Denis Bonzy

Bernard Arnault ou le début de la révolte contre la fiscalité

J'ai rencontré Bernard Arnault trois fois. La première en avril 2001 lors d'une réunion organisée par Martine Collonge pour Euronext à l'Ambassade de Grande-Bretagne à Paris et la dernière fois, très furtivement, au Palais de l'Elysée en juillet 2011 lors de la remise de la Grand Croix de la Légion d'Honneur à Pierre Gascon où il était aux côtés d'Alain Carignon venu pour la décoration remise à Anna Wintour. Alain Carignon, Bernard Arnault, Michel Drucker et Karl Lagerfeld ont été d'ailleurs assez "dissipés" échangeant les commentaires sympas sur les différents récipiendaires. A l'issue de cette cérémonie, la rencontre avec Bernard Arnault fut brève, quelques minutes tandis que celle d'avril 2001 avait permis un véritable dialogue.

Lors d'un tel contact, outre sa froideur, ce qui se dégage surtout c'est sa logique de


stratège face aux évolutions.
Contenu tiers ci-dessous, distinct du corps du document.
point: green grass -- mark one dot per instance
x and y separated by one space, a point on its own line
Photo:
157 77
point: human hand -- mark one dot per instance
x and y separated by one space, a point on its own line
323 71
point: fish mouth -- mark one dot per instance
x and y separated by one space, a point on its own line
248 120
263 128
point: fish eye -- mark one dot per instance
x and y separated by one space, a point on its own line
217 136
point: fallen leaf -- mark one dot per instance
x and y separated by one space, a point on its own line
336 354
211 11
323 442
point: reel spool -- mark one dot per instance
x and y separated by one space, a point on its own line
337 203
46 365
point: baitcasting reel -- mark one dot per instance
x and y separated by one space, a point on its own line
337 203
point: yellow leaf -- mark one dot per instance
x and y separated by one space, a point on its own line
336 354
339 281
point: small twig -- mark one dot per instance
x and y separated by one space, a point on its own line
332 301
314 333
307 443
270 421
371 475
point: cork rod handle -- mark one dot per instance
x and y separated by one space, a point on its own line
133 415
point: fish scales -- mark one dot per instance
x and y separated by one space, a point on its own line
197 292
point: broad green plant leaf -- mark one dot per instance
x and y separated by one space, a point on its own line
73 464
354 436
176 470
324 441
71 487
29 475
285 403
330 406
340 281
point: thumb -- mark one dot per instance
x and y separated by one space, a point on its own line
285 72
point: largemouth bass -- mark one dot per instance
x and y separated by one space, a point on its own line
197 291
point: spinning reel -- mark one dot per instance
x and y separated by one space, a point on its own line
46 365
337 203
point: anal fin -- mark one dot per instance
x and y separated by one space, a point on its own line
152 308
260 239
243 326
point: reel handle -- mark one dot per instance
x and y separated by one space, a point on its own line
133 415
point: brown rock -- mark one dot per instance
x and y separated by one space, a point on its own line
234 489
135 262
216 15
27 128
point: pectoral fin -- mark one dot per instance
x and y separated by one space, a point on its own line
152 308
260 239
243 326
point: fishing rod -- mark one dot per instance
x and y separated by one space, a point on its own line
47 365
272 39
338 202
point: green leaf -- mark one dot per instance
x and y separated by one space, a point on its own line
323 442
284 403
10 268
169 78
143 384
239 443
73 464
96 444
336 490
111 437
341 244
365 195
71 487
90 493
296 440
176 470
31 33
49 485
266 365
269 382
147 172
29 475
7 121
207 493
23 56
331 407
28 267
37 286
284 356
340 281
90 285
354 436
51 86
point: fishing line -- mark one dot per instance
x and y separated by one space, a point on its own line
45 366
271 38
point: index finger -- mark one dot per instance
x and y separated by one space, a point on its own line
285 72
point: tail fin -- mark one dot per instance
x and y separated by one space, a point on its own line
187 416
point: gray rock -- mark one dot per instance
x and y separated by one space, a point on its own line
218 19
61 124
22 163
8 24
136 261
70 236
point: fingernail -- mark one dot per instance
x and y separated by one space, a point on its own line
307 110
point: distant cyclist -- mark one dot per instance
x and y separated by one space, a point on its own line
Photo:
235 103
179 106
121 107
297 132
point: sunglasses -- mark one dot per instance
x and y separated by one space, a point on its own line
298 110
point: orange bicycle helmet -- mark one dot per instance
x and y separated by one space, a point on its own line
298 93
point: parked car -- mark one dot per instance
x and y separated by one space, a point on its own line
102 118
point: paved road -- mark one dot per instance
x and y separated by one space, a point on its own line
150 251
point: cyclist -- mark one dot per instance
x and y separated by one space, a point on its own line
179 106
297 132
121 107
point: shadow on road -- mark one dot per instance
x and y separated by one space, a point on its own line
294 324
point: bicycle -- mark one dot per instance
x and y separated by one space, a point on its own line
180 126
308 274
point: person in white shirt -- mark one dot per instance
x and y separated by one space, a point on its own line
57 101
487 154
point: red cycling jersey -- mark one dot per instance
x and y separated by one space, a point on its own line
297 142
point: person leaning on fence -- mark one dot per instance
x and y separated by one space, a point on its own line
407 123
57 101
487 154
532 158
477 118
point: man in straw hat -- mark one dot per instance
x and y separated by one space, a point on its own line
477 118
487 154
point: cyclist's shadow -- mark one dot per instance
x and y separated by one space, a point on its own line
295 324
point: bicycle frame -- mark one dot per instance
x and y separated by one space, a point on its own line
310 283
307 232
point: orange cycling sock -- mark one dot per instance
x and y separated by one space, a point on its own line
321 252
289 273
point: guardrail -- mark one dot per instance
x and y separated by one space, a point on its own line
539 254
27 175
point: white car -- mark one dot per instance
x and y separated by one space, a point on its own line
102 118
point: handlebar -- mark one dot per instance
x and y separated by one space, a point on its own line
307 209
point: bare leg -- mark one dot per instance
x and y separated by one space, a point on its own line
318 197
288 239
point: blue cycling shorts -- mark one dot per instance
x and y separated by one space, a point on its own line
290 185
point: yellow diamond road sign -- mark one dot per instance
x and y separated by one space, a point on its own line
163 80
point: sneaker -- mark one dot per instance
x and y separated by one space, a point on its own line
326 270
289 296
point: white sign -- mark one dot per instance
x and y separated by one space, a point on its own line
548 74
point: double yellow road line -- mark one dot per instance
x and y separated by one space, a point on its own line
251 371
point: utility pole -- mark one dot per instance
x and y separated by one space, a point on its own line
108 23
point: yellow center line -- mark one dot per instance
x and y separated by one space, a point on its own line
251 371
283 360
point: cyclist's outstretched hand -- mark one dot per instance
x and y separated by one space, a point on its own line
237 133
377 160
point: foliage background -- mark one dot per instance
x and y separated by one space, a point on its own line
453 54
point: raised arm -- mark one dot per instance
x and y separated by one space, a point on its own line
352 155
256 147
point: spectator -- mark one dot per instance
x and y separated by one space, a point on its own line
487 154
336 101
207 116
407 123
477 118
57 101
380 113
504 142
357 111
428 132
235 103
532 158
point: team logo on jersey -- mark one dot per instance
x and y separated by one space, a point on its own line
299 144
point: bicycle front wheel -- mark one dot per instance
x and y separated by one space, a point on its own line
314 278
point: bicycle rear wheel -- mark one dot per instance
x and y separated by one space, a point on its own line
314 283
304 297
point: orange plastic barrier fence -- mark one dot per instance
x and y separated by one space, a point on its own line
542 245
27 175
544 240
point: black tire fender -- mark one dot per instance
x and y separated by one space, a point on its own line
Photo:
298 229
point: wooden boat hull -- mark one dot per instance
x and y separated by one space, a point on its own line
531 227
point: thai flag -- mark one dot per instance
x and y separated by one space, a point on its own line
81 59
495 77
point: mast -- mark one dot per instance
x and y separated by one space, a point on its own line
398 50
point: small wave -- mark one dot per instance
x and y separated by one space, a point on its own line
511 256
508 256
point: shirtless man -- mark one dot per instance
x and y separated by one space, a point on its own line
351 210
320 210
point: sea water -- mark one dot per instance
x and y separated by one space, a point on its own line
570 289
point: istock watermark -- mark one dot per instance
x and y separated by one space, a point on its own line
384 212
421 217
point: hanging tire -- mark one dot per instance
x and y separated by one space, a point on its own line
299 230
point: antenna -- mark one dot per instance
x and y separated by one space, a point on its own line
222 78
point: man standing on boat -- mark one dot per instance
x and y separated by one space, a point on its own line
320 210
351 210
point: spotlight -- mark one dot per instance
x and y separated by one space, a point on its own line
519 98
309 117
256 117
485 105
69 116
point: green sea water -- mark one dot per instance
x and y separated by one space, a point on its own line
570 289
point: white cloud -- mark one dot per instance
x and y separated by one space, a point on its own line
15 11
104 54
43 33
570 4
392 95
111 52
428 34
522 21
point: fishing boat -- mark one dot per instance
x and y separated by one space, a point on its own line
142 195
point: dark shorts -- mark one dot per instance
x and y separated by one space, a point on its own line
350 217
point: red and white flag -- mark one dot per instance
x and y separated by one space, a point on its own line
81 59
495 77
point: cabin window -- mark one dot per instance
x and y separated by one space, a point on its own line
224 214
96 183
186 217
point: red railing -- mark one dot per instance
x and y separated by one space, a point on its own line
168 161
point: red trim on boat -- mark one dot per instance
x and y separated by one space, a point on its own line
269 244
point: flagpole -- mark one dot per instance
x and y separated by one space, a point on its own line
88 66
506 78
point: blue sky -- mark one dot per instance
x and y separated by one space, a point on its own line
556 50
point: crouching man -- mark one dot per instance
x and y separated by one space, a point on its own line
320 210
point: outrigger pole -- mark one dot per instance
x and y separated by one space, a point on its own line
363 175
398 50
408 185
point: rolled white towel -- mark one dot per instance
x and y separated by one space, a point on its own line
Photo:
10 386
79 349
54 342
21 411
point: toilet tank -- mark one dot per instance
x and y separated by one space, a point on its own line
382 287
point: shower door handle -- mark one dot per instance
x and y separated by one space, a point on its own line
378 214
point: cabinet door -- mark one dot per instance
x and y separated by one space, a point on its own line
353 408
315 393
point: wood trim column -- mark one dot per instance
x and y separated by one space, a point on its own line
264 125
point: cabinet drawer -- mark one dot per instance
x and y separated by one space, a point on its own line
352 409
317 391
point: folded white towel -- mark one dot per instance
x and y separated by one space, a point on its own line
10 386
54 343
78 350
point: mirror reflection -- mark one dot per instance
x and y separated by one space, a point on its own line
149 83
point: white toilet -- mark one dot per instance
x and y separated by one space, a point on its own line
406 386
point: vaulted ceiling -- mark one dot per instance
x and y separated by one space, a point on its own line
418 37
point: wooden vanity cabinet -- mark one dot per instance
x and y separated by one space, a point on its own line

Il conçoit son métier et son talent comme la capacité à penser plusieurs coups à l'avance. C'est d'ailleurs ce qui a fait sa réussite dans les conditions de dépeçage des actifs Boussac puis des OPA pour constituer LVMH dans les années 80.

La procédure engagée par Bernard Arnault pour acquérir la nationalité belge impose d'abord un préalable. Il faut sortir du débat sur la raison. Il ne s'agirait pas de quitter la France pour des raisons fiscales mais pour un autre motif. C'est un débat nul : l'évasion fiscale est un délit. Par conséquent, Bernard Arnault ne va pas faire un communiqué pour … revendiquer un délit.

Son acte repose sur un constat simple : toute action humaine répond à un moteur. C'est ce moteur qui change selon les individus : argent, pouvoir, reconnaissance, notoriété, passion, service d'autrui …

Aucun individu ne fait quelque chose pour rien. C'est d'ailleurs ce qui est le plus intéressant que de détecter ce moteur par individu, ce qui permet ensuite de mieux prévoir les réactions possibles.

L'argent est le moteur pour une forte majorité. Par conséquent, travailler avec pour perspective de gagner moins notamment pour cause d'une fiscalité dissuasive amène des réactions de défense.

Bernard Arnault a la possibilité d'organiser un nomadisme fiscal. Son choix montre son anticipation d'un dispositif durable de hausses de prélèvements publics obligatoires en France. C'est le message qu'il donne à "tout le marché" derrière la fumée des mots officiels utilisés. Pour d'autres contribuables, c'est difficile voire impossible. Leurs réactions seront donc autres. Les 20 milliards d'impôts de plus annoncés ce soir par Hollande ne vont pas passer comme "une lettre à la poste". C'est la faute de trop ! Hollande devait organiser le "régime" sur les dépenses inutiles : supprimer les fromages de la République, changer des méthodes de fonctionnement … Loin de cette nécessité, il va recourir au "prélever toujours plus" et Arnault ne fait qu'annoncer, chacun à sa manière, le début de la révolte contre une fiscalité insupportable.

Une fiscalité d'autant plus insupportable qu'en 2013 la France sera aussi le 1er pays le plus endetté de la zone euro.

Hollande se comporte de façon trop prévisible. C'est le notable provincial qui applique à la France les "recettes" de gestion locale qui ont fait des collectivités locales françaises un fardeau de fiscalité et d'endettement. Cette situation ne sera plus durablement acceptée par les classes moyennes tout particulièrement. Le jour où les classes moyennes engageront la révolte, la médiatisation de la décision de Bernard Arnault apparaîtra bien dérisoire en comparaison.